London Man Who Died at G20 Protest Attacked by Police, Video Shows

Watchdog removes City of London force, whose officers helped police G20 protests, from inquiry

Britain's police watchdog is to remove the police from the investigation into the death of Ian Tomlinson during last week's G20 protests and carry out its own independent inquiry, the Guardian has learned.

Earlier this week the Independent Police Complaints Commission appointed the City of London force to investigate the incident, despite its officers having been involved in policing the protest, instead of using its own investigators.

Video obtained by the Guardian of the minutes before Tomlinson's death clearly shows City of London officers standing near the officer who attacked the newspaper seller. That officer is believed to be from the Metropolitan force.

A fresh announcement on the investigation is expected shortly. The IPCC will announce that it will use its own investigators to determine whether Tomlinson was assaulted by police and whether that contributed to his death.
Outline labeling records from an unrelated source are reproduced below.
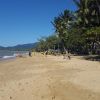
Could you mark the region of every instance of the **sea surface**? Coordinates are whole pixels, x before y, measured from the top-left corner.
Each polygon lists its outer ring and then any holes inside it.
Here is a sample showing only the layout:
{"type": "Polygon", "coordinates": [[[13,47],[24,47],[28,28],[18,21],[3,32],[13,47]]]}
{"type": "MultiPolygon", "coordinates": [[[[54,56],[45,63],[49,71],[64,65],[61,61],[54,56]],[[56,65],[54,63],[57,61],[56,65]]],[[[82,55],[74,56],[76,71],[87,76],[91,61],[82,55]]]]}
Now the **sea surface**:
{"type": "Polygon", "coordinates": [[[28,54],[28,51],[0,50],[0,60],[16,58],[16,54],[28,54]]]}

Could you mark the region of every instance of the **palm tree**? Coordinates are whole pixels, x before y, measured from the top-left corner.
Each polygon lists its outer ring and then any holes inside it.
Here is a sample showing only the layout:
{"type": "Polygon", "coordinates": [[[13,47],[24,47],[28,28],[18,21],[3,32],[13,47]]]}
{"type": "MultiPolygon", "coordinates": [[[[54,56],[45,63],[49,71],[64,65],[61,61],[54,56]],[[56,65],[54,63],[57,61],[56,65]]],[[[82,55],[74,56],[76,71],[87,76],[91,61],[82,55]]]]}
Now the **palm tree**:
{"type": "Polygon", "coordinates": [[[73,20],[72,12],[65,10],[58,17],[54,18],[52,22],[55,27],[56,33],[62,42],[63,50],[66,50],[66,41],[68,39],[68,30],[70,28],[70,22],[73,20]]]}

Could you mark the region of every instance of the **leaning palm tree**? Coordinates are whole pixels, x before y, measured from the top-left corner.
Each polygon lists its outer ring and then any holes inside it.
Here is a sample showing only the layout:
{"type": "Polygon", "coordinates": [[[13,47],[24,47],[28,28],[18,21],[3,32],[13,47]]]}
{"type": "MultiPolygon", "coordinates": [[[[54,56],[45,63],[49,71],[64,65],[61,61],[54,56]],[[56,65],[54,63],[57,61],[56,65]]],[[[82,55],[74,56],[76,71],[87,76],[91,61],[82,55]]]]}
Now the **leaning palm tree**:
{"type": "Polygon", "coordinates": [[[65,10],[58,17],[55,17],[54,21],[52,22],[56,33],[58,33],[58,36],[61,39],[64,51],[66,49],[66,40],[68,39],[68,30],[72,19],[72,13],[69,10],[65,10]]]}

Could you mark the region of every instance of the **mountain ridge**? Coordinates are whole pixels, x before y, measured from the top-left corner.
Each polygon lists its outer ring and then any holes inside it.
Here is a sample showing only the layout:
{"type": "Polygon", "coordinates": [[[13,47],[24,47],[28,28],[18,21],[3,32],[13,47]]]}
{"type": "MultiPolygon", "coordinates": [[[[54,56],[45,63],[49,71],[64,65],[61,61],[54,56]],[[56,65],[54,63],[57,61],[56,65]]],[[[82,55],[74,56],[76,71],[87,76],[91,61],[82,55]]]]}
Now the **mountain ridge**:
{"type": "Polygon", "coordinates": [[[15,51],[31,50],[36,48],[37,44],[38,43],[36,42],[36,43],[18,44],[15,46],[8,46],[8,47],[0,46],[0,50],[15,50],[15,51]]]}

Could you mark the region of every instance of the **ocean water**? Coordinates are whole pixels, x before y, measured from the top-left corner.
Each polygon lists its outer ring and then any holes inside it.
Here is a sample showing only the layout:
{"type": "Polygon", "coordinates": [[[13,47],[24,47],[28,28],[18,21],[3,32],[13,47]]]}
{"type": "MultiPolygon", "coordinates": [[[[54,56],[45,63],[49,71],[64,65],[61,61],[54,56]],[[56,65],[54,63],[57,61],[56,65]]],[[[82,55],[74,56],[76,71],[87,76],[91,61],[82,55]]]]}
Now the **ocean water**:
{"type": "Polygon", "coordinates": [[[28,51],[8,51],[0,50],[0,60],[16,58],[16,54],[27,54],[28,51]]]}

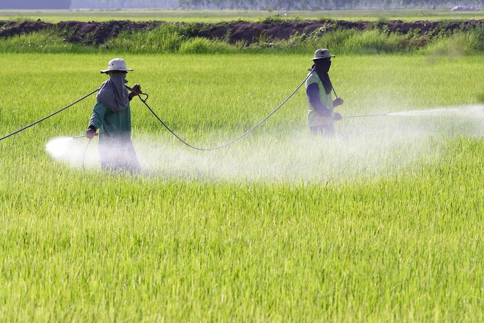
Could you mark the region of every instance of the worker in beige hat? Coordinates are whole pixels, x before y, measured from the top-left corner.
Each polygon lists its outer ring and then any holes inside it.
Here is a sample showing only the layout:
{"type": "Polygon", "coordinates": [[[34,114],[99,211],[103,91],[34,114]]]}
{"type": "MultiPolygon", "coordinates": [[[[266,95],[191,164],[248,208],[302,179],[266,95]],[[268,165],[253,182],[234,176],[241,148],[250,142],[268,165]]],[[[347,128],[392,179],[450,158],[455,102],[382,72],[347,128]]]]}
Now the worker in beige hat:
{"type": "Polygon", "coordinates": [[[99,89],[86,136],[91,139],[99,129],[97,147],[103,169],[133,172],[140,169],[131,142],[129,102],[141,93],[141,86],[135,84],[128,92],[124,84],[126,75],[131,71],[121,58],[111,59],[108,68],[101,71],[109,79],[99,89]]]}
The video footage shows Tomlinson walking past police with his hands in his pockets, then being knocked to the ground by a police officer in riot gear as officers from the City of London force look on, minutes before he suffered a fatal heart attack.

In a statement last Friday, the head of the City of London force declared the policing operation a success, further calling into doubt the force's suitability to conduct the investigation.

Mike Bowron, the City of London police commissioner, said: "The success of the operation is shown in the excellent feedback we have received from across the Square Mile."

There had been intense pressure on the IPCC to use its powers to conduct an independent investigation. Brian Paddick, a former deputy assistant commissioner at the Metropolitan police, demanded that police be removed from the case and said any officer who struck the innocent passerby could face a manslaughter charge.

He said the officers from the City of London force would be key witnesses in the investigation.

Paddick told the Guardian: "How can the City of London do the investigation independently? I'm sorry but there are three City of London officers in that video, how can they do the investigation? It certainly needs to be a full-blown criminal investigation ... [into] whether there is a provable link between the death and assault, because an assault is a criminal offence. Police are allowed to use force, provided it is justified."

Paddick refused to comment on whether the police actions in the video were justified, but said the officer seen striking Tomlinson could potentially face a charge of manslaughter, for which the maximum penalty is life imprisonment. "If it is held that there is a link between the violence he [the officer] was inflicting and the heart attack [suffered by Tomlinson], that then is an assault, resulting in death, albeit unintended. If a court held it is an assault, it is an unlawful action resulting in manslaughter," he said.

Reaction to the publication of the video came from the police and from across the political spectrum. The Metropolitan police commissioner, Sir Paul Stephenson, said today the video images "raise obvious concerns" and should be investigated fully.

Stephenson said the Met would co-operate with the investigation. "It is absolutely right and proper that there is a full investigation into this matter, which the Met will fully support," he said.

The home secretary, Jacqui Smith, defended the IPPC's role in the inquiry, saying there would be a criminal case if necessary: "What's extremely important from the events last week, from the sad death of Ian Tomlinson, is that there is an inquiry through the IPCC," she said. "If it identifies the need for a criminal investigation then that also needs to be pursued."

Boris Johnson, the London mayor, is pressing for a "speedy and thorough" inquiry by the police complaints body, his chief spokesman said. He said the mayor had watched the footage today and had been seriously concerned by what he saw.

Many opposition and backbench Labour MPs had called for a fully independent inquiry into the attack.

The Labour MP David Winnick, a member of the home affairs select committee, said City of London should not be running the investigation. "One thing is quite clear," he said, "the inquiry taking place by City of London police is hardly satisfactory, even if that inquiry is being managed or monitored by the Independent Police Complaints Commission."

The shadow home secretary, Chris Grayling, said the video footage was "extremely alarming and leave[s] big questions to be answered by the police. It's right that there should be an independent investigation. The inquiry must be completed quickly so that any further appropriate action can be taken."

The Liberal Democrat justice spokesman, David Howarth, said: "This video clearly shows an unprovoked attack by a police officer on a passerby. It is sickening. There must be a full-scale criminal investigation. The officer concerned and the other officers shown in the video must immediately come forward."